Lucy had met his gaze across the table; all summer she had felt invisible, around him especially. Perhaps he wanted her out from underfoot. Or perhaps he, too, understood that she could not sit in this house every day, not with the slowly spinning clock or the deafening vacuum Ella had left.
“Alright,” her mother relented, finally. “But you still have to see your sister, at least every other day.”
Lucy agreed. She’d leave afternoons open three times a week.
But she was unsure how to broach that subject with her new boss.
Leah Powell was an enigma of sorts. Between a few breadcrumbs from Brad and an article in the local newspaper about the Sandy Page’s grand opening, Lucy learned that Leah came from some big publishing gig in Boston.
But it didn’t make much sense.
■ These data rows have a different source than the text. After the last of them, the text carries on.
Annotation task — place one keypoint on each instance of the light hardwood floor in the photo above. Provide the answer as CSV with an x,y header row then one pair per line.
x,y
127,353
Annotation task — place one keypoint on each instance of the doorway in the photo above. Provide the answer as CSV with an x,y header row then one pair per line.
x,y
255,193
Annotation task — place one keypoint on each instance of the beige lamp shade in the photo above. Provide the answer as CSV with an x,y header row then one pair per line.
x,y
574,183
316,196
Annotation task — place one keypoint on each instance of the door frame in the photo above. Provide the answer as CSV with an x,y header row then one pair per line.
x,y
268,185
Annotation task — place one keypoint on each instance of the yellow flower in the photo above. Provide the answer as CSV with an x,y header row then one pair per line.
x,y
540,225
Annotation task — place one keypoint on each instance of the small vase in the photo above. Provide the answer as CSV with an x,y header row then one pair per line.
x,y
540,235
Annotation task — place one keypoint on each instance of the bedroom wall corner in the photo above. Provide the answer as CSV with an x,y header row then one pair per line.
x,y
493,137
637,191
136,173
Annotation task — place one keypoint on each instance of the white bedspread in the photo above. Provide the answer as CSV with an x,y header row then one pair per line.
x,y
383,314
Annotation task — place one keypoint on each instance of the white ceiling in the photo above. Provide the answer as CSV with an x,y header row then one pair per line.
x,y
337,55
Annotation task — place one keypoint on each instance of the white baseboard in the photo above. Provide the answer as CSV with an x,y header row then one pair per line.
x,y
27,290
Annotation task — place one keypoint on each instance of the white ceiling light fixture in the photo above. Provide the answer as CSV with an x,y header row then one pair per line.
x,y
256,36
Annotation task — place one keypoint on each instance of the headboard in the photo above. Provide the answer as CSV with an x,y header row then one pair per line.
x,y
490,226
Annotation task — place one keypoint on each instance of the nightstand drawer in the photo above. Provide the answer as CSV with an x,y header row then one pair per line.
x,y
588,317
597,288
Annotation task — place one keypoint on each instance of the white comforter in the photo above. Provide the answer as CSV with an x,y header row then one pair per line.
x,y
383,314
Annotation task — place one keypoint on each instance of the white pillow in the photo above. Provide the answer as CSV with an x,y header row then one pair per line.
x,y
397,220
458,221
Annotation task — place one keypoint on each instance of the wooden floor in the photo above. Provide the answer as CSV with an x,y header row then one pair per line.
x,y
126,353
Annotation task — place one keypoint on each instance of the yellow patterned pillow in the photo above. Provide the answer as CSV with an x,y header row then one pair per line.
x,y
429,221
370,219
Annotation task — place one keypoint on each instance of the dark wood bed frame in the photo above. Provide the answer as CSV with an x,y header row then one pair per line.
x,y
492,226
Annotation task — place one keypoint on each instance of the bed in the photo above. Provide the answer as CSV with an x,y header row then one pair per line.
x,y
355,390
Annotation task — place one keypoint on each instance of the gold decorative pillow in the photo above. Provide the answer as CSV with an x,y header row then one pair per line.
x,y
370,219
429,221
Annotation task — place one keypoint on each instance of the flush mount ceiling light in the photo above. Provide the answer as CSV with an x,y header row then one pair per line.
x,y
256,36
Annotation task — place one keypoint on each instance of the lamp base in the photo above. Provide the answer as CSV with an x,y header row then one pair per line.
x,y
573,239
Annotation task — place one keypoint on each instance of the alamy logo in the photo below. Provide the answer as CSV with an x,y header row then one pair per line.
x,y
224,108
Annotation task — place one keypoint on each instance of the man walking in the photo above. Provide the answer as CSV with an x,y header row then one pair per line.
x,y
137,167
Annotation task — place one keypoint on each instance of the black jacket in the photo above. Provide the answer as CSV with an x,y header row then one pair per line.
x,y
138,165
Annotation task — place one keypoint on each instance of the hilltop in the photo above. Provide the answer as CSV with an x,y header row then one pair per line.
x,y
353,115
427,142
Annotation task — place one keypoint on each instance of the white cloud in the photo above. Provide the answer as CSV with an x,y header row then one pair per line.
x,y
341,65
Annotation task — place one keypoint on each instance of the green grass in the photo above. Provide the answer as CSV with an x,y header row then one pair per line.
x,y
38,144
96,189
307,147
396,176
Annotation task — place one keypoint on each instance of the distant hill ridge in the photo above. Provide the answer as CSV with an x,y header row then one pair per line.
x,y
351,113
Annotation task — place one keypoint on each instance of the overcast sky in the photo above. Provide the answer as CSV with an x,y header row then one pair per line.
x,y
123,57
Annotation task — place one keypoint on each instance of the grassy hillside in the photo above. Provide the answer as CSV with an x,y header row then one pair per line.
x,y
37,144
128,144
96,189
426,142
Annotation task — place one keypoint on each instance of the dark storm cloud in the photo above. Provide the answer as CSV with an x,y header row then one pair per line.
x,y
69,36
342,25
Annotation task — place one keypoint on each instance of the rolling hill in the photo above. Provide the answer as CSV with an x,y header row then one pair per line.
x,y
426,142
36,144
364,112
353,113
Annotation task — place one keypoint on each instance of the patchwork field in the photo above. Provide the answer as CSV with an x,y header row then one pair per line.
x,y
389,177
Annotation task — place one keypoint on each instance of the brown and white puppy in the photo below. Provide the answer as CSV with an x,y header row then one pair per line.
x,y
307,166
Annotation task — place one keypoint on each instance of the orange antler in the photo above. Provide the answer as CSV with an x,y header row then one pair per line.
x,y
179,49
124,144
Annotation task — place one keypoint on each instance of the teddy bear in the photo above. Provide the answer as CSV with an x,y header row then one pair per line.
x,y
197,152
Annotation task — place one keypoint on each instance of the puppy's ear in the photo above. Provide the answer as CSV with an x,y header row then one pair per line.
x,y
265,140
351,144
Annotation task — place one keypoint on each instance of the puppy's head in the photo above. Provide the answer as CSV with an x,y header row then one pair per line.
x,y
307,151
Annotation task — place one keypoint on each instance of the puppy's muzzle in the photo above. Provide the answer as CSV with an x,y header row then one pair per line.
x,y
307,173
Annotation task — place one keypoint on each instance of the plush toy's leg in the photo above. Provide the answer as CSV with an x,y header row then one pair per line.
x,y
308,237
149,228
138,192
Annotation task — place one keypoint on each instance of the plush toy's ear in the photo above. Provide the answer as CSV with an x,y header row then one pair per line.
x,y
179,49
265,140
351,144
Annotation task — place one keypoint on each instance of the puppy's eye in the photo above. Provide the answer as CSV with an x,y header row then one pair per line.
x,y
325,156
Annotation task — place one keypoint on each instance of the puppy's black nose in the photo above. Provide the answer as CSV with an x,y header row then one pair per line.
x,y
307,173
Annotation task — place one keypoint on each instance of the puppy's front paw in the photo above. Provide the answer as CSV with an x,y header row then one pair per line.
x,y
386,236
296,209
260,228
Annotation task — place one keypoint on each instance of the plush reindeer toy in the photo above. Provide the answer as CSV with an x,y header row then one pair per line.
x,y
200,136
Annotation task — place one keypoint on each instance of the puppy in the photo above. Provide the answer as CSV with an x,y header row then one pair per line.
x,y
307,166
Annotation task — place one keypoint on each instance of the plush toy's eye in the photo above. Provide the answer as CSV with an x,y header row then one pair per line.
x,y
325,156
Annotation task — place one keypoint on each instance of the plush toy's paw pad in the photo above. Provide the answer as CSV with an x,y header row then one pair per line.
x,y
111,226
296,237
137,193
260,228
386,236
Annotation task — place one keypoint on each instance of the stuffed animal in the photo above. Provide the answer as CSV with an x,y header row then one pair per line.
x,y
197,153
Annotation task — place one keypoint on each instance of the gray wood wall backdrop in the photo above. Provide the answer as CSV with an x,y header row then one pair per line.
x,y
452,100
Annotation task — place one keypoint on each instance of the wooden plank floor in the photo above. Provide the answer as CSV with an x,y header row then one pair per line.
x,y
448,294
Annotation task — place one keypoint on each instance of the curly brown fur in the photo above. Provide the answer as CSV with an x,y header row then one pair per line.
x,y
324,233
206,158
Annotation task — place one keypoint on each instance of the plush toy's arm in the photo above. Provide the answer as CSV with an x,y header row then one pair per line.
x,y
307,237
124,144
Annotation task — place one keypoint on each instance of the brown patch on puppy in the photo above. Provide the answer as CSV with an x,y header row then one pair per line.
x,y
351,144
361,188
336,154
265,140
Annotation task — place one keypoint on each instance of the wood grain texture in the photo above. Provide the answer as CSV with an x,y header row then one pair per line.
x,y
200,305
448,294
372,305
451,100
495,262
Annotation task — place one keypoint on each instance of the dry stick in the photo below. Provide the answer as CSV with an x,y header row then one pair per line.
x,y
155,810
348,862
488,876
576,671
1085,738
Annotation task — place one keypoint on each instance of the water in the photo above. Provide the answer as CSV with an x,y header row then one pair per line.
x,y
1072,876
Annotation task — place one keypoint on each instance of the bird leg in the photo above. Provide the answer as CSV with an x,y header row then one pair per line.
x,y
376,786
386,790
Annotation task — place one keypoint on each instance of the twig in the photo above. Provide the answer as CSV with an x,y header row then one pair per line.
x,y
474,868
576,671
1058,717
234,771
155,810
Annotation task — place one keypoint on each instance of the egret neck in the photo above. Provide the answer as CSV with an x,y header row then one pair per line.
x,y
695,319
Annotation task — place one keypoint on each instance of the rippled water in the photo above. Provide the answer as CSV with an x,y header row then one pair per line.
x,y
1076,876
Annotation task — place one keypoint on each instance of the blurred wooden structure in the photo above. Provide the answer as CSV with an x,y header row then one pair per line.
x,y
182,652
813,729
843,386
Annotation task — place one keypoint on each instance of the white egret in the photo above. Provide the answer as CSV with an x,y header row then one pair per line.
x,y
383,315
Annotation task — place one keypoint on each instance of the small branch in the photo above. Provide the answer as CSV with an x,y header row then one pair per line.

She was young and pretty and used to live in the city, so why was she back in boring Cape Cod?
Sure, she’d had a vision of turning that place into what it was now, but it seemed like a small, lonely life compared to what she had left.
Something bad must have happened. Lucy was dying to know what.
But Lucy had her own ghosts to contend with.
She did not want to talk about Ella at work.
That was what she liked best about the Sandy Page so far, besides the books, of course.
As far as she was concerned, Leah was still a newcomer in town.
And Brad was visiting his grandma for the summer.
Which meant neither one of them had been in town during the accident.
And neither seemed to know about it, at least not yet.
For the first time in forever Lucy could sail in and out of a door just being Lucy.
Without anyone asking how Ella was. Or how her parents were getting on. Or when Ella would come home.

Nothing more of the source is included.